Pain scores on a 0-10 visual analog scale (VAS) at rest and with deep breathing at 1, 3, 6, 12, 18, and 24 hours post-extubation between subjects receiving PIFB + RSB versus subjects receiving only PIFB.

Total cumulative opioid consumption at 24 and 48 hours post-operatively.

Secondary Outcomes:

* Intraoperative total opioid consumption
* Change from baseline on incentive spirometry at 1, 3, 12, and 24 hours post-extubation
* Time from ICU arrival to liberation from mechanical ventilation
* QoR-15 (Quality of Recovery) score23 24 hours after extubation
* Hospital and ICU length of stay

Preoperative Management :

Subjects will be randomized on the morning of surgery to receive bilateral PIFB and bilateral RSB with local anesthetic versus bilateral PIFB with local anesthetic and bilateral RSB with saline (placebo).

Intraoperative Management All subjects will receive the standard of care anesthetic regimen for their cardiac surgery.
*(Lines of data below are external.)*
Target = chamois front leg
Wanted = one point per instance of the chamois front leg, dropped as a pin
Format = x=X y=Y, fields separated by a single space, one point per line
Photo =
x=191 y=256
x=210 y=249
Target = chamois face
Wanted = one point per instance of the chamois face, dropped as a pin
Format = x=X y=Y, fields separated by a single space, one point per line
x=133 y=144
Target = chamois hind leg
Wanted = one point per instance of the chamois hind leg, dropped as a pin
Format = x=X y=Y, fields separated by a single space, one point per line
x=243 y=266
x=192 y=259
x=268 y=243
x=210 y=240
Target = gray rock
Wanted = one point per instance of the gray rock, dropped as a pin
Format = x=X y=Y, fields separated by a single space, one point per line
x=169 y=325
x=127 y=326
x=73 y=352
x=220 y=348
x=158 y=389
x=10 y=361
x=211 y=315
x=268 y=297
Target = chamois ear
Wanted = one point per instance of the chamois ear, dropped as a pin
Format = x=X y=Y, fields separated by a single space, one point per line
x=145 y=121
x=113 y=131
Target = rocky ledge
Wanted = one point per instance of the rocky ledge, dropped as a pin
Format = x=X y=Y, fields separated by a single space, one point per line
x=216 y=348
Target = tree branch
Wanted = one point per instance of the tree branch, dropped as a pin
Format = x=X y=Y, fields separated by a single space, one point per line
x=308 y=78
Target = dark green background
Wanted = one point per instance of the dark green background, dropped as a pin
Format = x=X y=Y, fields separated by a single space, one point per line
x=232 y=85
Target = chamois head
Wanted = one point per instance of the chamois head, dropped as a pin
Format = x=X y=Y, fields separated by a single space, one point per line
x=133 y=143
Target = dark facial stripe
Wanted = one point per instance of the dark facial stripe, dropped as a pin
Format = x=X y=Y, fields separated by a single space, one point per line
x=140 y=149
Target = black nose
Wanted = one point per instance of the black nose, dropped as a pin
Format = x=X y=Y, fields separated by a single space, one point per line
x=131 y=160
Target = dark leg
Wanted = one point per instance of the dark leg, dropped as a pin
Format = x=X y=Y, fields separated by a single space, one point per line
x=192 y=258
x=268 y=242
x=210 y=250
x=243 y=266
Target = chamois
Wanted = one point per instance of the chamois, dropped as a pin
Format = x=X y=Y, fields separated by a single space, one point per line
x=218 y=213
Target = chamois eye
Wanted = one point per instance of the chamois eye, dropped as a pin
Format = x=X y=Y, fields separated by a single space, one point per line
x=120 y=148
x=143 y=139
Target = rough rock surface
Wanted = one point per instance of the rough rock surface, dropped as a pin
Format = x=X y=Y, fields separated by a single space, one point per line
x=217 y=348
Postoperative Management Each PIFB will be performed with 15 mL of 0.25% bupivacaine with 5 mcg/ml of epinephrine, and bilateral RSB will be performed with an additional 20 mL of 0.25% bupivacaine with 5 mcg/ml of epinephrine (10mL on each side).

Postoperative Evaluation:

Evaluation of acute postoperative pain intensity using a 0-10 visual analog scale (VAS) will be undertaken at the following time points, both at rest and with deep breathing:

• 1, 3, 6, 12, 18, and 24 hours post-extubation Incentive spirometry will be assessed at 1, 3, 12, and 24 hours post-extubation, with three measures taken at each time point in order to compare postoperative performance with baseline spirometry.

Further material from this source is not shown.